7. In my opinion the distinction between admissible evidence of reputation and inadmissible hearsay evidence can be stated thus. If the evidence is of those persons who are living in the locality where the reputation is prevailing and where people talk of their beliefs about him and who themselves believe it, it is admissible. But if the evidence is of a man who does not know about the reputation himself but has heard it from, others, it will be hearsay. In other words, the evidence of those who know the man and his reputation is admissible. Evidence of those who do not know the man, but have heard of the reputation is not admissible. I have already noted the observation of Ashworth, J., in the Allahabad case. It is the duty of the court to judge whether a man deserves a particular reputation and, in order to judge this, enumeration of specific cases will serve a valuable guide. In these circumstances I hold that the evidence of the witnesses in this case is admissible to prove that the petitioner has a bad reputation of being a helper and harbourer of thieves and of a dangerous and desperate character. Mr. Manuk has pointed out that the witnesses, except one or two, came from different villages and not from the village of the petitioner. But nevertheless the witnesses are in my opinion competent witnesses. They live in the neighbourhood of the petitioner and know him very well. They come from villages where the petitioner must have some reputation good, bad or indifferent. The fact that a large number of persons has not been produced from the petitioner's village is not surprising. Admittedly the petitioner is a well-to-do Zamindar and has got an extensive money-lending business.

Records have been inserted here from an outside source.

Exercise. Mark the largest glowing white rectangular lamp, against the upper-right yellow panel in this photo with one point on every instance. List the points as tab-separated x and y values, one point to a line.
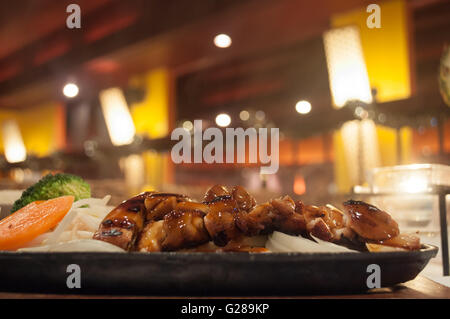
346	66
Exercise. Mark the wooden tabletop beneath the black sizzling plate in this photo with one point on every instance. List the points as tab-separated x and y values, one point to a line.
419	288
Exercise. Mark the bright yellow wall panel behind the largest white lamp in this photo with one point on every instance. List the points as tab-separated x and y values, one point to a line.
387	49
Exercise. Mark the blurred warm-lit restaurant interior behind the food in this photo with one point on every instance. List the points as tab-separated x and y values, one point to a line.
101	101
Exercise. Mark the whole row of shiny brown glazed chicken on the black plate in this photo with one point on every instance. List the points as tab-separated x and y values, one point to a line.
168	222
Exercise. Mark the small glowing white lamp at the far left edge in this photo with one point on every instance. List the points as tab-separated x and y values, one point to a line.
15	150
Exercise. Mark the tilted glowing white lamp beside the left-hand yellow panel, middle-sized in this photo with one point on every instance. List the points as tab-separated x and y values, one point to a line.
117	116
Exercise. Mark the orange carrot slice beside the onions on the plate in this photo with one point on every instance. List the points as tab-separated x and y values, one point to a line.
31	221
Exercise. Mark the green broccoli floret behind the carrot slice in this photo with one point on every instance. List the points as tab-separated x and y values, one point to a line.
52	186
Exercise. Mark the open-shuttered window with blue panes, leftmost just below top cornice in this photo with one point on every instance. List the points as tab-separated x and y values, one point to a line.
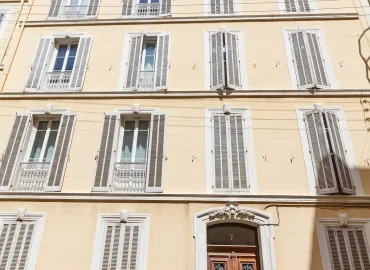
59	64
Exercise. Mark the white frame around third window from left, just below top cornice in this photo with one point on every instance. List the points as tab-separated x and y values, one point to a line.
242	58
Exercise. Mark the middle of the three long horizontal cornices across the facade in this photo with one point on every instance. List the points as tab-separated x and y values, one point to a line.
330	93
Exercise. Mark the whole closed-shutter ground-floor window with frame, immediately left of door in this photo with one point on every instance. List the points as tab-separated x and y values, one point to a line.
121	245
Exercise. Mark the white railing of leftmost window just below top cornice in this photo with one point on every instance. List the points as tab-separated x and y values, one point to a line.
56	81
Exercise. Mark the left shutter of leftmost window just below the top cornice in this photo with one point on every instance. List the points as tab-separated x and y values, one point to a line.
39	63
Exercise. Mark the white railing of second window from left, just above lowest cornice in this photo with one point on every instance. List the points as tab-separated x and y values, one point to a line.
129	177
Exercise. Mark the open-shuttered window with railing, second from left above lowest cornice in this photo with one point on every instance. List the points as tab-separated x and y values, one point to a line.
137	165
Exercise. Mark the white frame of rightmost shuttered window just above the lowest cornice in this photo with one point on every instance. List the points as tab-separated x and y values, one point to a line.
351	159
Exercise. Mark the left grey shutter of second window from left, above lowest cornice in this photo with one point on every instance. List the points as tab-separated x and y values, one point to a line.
106	152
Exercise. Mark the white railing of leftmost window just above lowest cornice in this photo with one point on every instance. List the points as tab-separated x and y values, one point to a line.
32	176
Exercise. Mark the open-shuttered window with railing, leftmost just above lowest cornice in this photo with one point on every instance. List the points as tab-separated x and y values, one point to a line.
46	140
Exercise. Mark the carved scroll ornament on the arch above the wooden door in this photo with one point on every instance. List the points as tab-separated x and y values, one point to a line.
232	211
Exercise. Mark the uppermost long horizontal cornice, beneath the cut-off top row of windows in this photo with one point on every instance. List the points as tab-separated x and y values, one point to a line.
198	19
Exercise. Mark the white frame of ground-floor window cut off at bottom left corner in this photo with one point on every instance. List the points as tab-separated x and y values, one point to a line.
39	220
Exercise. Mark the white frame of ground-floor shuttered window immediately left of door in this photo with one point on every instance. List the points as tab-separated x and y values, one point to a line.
103	219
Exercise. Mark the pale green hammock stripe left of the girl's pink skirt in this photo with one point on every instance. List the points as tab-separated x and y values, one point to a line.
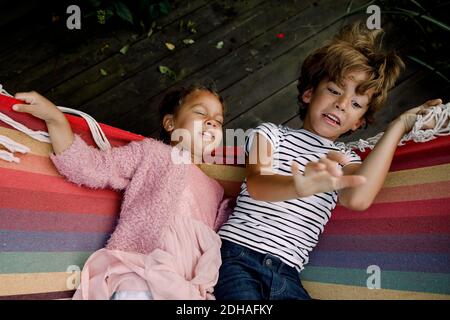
29	262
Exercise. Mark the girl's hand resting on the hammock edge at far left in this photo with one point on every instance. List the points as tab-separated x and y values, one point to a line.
38	106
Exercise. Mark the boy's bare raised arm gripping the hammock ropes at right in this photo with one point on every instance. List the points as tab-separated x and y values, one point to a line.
376	166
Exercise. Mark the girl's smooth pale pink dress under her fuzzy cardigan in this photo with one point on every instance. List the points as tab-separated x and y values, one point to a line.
185	266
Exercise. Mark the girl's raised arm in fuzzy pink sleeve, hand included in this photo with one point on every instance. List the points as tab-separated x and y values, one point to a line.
74	159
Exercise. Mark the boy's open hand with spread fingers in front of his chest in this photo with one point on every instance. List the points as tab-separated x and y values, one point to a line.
324	176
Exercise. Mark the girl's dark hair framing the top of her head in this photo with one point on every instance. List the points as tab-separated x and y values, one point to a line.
173	100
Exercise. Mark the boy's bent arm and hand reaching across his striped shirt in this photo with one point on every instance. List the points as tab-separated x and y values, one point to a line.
321	176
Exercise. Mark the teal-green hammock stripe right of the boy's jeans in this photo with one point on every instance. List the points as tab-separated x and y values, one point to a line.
396	280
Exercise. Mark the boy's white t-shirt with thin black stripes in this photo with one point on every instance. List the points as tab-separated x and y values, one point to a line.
286	229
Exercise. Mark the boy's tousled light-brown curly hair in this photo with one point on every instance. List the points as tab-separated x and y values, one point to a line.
353	48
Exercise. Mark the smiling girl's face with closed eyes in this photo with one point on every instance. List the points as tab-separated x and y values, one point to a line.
197	126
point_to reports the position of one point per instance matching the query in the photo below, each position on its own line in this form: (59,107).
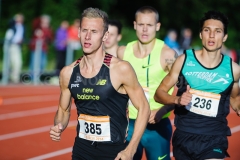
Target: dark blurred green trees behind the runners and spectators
(174,14)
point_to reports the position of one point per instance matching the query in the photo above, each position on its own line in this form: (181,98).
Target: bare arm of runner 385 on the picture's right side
(138,98)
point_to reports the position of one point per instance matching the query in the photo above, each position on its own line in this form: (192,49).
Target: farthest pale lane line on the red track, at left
(30,99)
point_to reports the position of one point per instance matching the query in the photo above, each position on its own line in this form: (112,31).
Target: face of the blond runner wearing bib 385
(91,34)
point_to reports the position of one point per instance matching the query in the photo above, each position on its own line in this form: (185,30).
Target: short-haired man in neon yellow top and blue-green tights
(151,60)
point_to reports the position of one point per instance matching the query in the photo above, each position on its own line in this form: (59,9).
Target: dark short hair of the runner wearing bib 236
(216,15)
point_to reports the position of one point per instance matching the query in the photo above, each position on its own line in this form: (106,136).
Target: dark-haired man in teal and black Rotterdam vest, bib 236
(208,84)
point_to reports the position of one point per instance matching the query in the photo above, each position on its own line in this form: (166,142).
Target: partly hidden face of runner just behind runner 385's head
(113,37)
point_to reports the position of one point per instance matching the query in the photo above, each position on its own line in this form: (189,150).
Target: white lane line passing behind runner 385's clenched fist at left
(31,131)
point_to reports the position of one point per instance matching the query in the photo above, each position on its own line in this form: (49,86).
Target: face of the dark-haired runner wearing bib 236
(212,35)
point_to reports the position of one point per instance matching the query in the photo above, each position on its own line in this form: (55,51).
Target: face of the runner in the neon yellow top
(146,26)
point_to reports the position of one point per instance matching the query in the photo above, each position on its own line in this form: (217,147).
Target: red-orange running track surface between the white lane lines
(38,144)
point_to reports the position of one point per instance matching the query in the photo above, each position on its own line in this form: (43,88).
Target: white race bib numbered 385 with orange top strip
(94,128)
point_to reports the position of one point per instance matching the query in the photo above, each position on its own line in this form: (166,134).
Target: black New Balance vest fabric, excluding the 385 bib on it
(97,97)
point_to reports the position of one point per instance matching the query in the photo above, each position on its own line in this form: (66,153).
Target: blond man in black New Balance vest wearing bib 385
(101,94)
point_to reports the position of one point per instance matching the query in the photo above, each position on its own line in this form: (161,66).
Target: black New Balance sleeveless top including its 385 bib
(102,111)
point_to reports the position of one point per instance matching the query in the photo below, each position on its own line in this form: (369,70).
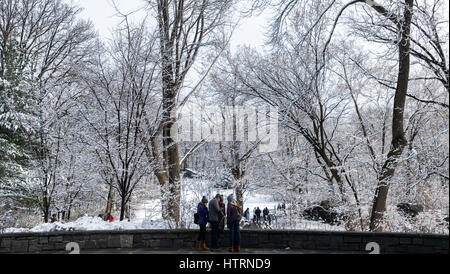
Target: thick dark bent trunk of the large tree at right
(398,135)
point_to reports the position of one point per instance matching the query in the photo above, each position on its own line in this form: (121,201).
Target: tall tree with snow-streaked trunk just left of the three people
(184,28)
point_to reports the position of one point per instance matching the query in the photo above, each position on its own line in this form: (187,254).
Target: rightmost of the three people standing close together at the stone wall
(234,217)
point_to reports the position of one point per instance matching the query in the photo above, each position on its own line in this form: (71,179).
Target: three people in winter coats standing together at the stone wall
(215,213)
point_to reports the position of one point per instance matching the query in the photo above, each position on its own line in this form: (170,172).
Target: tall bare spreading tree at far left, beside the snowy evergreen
(51,41)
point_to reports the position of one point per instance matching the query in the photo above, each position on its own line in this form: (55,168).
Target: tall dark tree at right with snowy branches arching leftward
(387,17)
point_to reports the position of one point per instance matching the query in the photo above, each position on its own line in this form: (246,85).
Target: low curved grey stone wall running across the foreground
(185,239)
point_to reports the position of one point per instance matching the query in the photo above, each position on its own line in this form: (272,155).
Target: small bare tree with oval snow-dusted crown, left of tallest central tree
(122,83)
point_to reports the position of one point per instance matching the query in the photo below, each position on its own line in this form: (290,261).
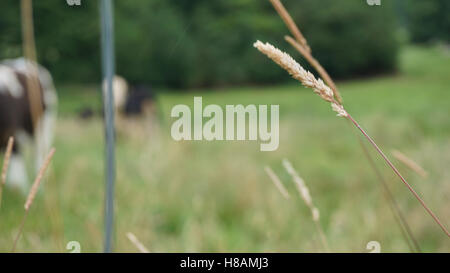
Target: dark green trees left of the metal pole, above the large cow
(67,38)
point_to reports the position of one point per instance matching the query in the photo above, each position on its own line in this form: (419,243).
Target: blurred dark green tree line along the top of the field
(195,43)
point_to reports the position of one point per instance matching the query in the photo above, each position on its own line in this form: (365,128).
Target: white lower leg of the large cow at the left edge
(17,173)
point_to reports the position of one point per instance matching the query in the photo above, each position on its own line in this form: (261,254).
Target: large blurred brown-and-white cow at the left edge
(16,119)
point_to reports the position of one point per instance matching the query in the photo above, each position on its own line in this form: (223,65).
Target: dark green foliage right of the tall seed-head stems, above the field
(347,37)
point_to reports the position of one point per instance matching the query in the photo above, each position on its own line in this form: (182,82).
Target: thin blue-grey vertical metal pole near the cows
(107,36)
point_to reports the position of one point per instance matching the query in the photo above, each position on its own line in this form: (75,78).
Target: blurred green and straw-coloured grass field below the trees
(215,196)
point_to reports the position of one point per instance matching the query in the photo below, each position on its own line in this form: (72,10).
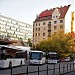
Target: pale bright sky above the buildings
(26,10)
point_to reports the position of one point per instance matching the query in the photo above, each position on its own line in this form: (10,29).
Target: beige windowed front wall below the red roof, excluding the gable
(48,30)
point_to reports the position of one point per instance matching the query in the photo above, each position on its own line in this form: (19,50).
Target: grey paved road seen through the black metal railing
(32,68)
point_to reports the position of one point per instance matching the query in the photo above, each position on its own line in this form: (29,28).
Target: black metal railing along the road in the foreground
(56,70)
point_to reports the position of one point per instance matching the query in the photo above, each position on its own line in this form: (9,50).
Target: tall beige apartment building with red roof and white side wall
(51,21)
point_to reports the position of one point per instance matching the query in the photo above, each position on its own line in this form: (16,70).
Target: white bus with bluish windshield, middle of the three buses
(37,57)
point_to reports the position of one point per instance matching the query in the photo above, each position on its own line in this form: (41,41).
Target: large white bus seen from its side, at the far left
(11,56)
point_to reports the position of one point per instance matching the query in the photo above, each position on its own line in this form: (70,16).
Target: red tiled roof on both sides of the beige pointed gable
(47,13)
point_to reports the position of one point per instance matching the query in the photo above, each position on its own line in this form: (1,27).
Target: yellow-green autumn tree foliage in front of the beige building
(60,43)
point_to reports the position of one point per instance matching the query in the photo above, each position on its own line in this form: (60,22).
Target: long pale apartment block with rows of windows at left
(15,29)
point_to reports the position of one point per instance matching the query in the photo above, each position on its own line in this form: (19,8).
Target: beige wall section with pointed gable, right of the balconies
(56,26)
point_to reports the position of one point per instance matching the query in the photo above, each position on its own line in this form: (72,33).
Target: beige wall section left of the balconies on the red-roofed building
(40,31)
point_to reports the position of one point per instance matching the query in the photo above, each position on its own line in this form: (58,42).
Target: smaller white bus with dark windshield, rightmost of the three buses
(52,57)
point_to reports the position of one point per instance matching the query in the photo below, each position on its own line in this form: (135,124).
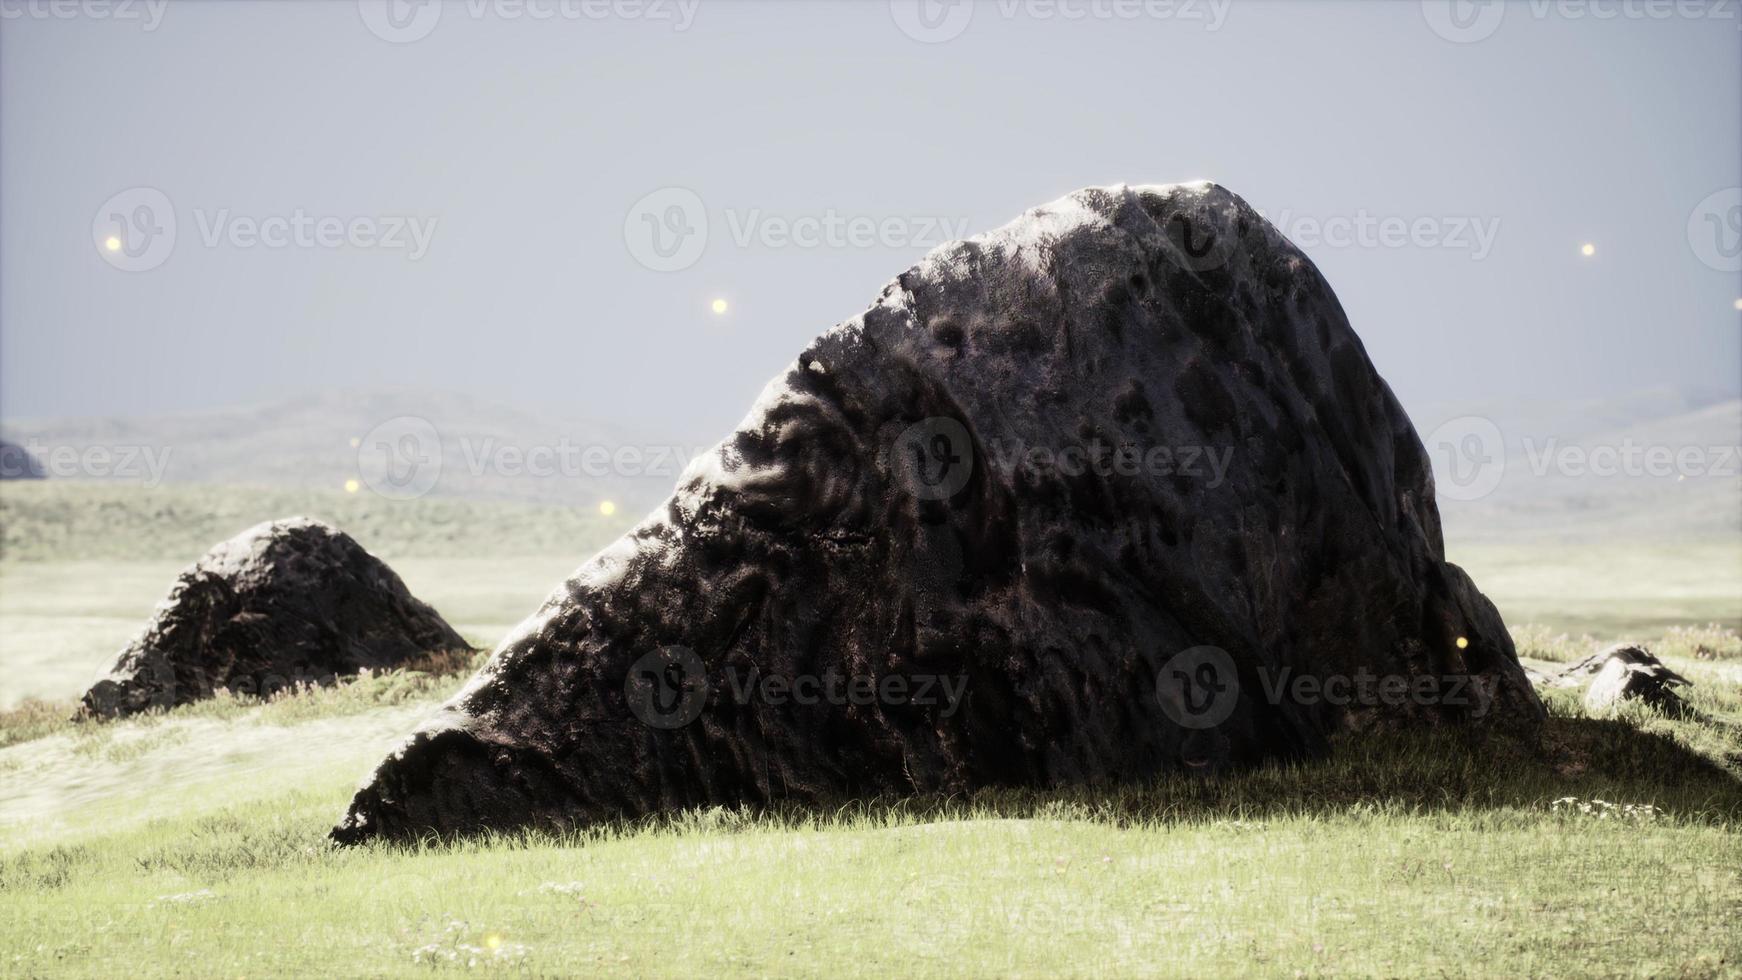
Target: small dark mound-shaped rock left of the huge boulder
(285,603)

He must have been holding a considerable influence in the locality; and, in the circumstances, one cannot expect that the petitioner's villagers will come forward in large numbers to depose against him.

8. It has further been pointed out that the prosecution case was being manoeuvred by Ghughli Rai with whom the petitioner is on bad terms. No doubt Ghughli Rai has naturally been taking a keen interest for the prosecution and possibly has been helping them. This will always happen in such bad livelihood cases. A man who is proceeded against under the preventive sections of the Criminal Procedure Code must have some enemies whom he has hurt and these persons are bound to help the prosecution in getting the man bound down. Evidence of witnesses cannot be discarded on this ground. The only thing required is that the court should be cautious in accepting the evidence of witnesses who come from such quarters. Had not in this case the evidence of the witnesses of general repute been based upon specific instances spread over a period of about seven to eight years, perhaps much could have been said in favour of the petitioner. Then it has been urged that a considerable number of witnesses have come to depose about the good character of the petitioner and it is contended that the Courts below ought not to have discarded their evidence. In my opinion they have considered the evidence and have given very, good reasons for not acting upon the defence evidence. First of all, these witnesses do not show any knowledge of the numerous cases which. I have staled above. At any rate Firangi Rai, was openly accused in the two murder cases and the witnesses pretended ignorance of these cases. As these cases go to build the foundation of the petitioner's reputation, their evidence loses much of its value. Furthermore, it has been brought out in the evidence that there was a meeting in which it was resolved that Firangi Rai should be helped as he was a wealthy man.

9. The reputation of the petitioner so far as, it relates to his being a protector and harbourer of thieves is not supported on sufficient facts, while of his being dangerous and desperate is fully justified and in my opinion he comes under Clause (f), Section 110, Criminal Procedure Code. The application is rejected, and the Rule is discharged.